Either way, bankers and real estate executives say it will be difficult to sell bonds for an arena at a time when New York's real estate boom has quieted and investors and lenders are wary of backing large-scale projects.
Indeed,
Mr. Ratner has asked government officials recently for as much as $100
million in additional cash for the project, citing rising costs and
problems in the bond markets, according to two officials who
would speak only on the condition of anonymity because they were not
authorized to discuss the negotiations. The city and the state have
already agreed to provide $300 million in subsidies and tens of
millions in tax breaks.
Still, in a conference call with stock analysts on Tuesday, Charles Ratner, the chief executive of Mr. Ratner's parent company, Forest City Enterprises, said that Atlantic Yards was the biggest project in their development pipeline and that he was confident that "we can make it happen" by the end of the year.
Joseph DePlasco, a spokesman for Bruce Ratner, said his company had drawn up documents for a tax-exempt bond offering that would enable them to move quickly after the Treasury Department issued its ruling. But, he said, Forest City and Goldman Sachs were also confident that they could obtain taxable financing, if needed.
"While it is a tough market, we have secured more than $1.5 billion in construction loans this year so far," Mr. DePlasco said. "And this is the most exciting project in the country and the most exciting arena in the world."

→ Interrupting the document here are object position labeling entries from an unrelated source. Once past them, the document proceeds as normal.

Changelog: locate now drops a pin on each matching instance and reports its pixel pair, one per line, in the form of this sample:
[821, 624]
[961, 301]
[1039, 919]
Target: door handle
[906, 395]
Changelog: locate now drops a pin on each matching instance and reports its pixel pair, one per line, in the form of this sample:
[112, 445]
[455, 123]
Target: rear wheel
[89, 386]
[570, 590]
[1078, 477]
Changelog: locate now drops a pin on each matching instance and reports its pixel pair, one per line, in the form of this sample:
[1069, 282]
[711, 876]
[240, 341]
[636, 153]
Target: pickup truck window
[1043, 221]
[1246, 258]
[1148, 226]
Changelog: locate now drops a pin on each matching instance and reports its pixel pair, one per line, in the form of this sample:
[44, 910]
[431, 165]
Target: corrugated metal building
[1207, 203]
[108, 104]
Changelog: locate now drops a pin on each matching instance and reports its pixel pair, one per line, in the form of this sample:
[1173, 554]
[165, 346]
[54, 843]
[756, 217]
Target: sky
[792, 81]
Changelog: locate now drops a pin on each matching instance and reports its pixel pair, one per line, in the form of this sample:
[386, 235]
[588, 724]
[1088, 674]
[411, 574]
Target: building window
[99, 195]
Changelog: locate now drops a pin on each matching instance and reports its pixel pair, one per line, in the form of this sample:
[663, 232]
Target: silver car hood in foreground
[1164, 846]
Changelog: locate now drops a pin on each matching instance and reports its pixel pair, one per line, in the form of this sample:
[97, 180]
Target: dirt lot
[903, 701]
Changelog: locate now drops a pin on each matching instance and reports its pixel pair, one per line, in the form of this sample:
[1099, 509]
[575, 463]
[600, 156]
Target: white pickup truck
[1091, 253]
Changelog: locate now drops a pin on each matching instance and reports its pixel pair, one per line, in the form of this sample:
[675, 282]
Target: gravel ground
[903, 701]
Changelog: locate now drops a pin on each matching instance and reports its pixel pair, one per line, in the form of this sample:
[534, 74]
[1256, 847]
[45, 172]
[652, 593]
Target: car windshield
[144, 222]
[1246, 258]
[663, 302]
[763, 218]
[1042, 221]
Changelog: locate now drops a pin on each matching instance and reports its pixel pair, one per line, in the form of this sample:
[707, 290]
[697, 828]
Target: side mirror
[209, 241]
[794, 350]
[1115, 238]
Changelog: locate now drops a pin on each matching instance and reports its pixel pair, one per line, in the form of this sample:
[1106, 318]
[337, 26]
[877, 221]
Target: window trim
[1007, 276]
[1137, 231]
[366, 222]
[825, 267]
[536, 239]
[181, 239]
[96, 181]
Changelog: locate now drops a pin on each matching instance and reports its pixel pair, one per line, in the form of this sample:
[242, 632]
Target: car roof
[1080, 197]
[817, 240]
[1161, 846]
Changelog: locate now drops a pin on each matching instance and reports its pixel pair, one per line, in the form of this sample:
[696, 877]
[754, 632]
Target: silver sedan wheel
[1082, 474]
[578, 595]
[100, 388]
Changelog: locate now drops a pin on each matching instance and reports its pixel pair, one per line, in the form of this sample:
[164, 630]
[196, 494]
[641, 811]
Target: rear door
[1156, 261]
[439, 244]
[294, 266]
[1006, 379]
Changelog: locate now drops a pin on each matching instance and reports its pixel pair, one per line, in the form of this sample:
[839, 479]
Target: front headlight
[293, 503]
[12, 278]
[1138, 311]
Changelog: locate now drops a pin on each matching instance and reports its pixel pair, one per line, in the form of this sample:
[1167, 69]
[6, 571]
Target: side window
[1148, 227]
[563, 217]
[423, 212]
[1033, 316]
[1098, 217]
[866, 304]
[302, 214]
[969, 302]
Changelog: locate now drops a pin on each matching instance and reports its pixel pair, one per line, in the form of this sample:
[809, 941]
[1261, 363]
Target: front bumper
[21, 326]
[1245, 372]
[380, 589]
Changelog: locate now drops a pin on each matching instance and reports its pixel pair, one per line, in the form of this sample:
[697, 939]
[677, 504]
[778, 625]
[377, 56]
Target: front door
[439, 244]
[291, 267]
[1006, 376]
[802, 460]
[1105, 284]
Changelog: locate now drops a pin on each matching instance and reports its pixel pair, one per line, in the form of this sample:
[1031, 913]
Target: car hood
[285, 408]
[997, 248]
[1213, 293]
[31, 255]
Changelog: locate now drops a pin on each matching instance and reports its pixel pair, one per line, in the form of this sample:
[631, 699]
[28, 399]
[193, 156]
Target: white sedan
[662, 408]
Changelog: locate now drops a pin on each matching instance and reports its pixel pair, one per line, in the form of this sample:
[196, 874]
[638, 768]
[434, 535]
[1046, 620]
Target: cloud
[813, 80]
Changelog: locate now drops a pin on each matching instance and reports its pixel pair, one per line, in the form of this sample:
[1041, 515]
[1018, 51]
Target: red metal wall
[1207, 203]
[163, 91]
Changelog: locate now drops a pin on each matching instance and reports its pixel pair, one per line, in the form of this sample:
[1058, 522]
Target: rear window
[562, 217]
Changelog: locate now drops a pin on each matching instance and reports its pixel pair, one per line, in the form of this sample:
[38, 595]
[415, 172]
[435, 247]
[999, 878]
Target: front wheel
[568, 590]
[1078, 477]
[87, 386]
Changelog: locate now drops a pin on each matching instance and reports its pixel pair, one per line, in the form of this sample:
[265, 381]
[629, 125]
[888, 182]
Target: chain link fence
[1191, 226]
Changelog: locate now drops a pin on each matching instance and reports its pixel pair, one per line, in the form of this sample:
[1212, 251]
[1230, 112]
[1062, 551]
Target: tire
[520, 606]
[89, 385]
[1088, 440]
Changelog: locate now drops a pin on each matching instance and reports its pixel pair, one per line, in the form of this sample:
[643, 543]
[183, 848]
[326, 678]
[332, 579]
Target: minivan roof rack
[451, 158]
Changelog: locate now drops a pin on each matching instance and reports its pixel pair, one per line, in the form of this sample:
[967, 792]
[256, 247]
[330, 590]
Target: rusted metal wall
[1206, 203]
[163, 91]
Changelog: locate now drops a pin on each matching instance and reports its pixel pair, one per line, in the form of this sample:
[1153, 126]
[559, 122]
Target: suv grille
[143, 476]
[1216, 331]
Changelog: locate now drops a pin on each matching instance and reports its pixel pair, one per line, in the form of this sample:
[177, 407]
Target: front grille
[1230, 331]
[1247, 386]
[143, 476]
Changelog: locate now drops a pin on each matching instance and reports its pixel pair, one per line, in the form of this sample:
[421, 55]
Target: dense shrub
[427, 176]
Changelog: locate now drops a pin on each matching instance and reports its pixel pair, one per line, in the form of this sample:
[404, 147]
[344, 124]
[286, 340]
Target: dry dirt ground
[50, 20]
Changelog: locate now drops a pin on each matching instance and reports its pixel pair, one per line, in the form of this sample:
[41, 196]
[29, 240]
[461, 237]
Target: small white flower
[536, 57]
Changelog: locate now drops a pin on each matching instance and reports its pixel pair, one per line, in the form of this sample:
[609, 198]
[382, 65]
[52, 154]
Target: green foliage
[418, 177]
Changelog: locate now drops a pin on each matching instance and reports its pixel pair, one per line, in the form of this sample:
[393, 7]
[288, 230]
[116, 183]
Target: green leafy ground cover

One reason Mr. Ratner may be forging ahead is his deal with Barclays Bank, which officials say provides him with $20 million a year for naming the arena after it. The naming rights contract requires ForestCityto close on the land and the financing by the end of November.
Mr. DePlasco declined to discuss the company's arrangement with Barclays.
But opponents, who object to the size of the project, its impact on the surrounding neighborhood and the use of eminent domain by the state, said that Mr. Ratner would fall short of his goal.
"There's no way they'll get control of the land they need, get the financing, end the litigation and break ground by December,"
said Daniel Goldstein, a spokesman for Develop Don't Destroy Brooklyn,
the project's primary opponent. Andrew DeSouza, a spokesman for the
Treasury Department, declined to comment on whether a decision
concerning tax-exempt financing for stadiums and arenas was imminent.
The Internal Revenue Service issued proposed regulations in 2006 that
would make it more difficult, if not impossible, for tax-exempt bonds
to be
used for private sports teams.
The Treasury Department has been soliciting comments ever since. Both the city and the state have lobbied on behalf of the Atlantic Yards project, as well as for the Yankees and the Mets, which are already building stadiums with tax-exempt bonds.
It is unlikely that Mr. Ratner will be able to get more cash from the city or the state, but he is also negotiating for tax subsidies to ensure that at least 30 percent of the 6,000 apartments in the complex would be affordable for low- and moderate-income families. Talks are also continuing with the Metropolitan Transportation Authority.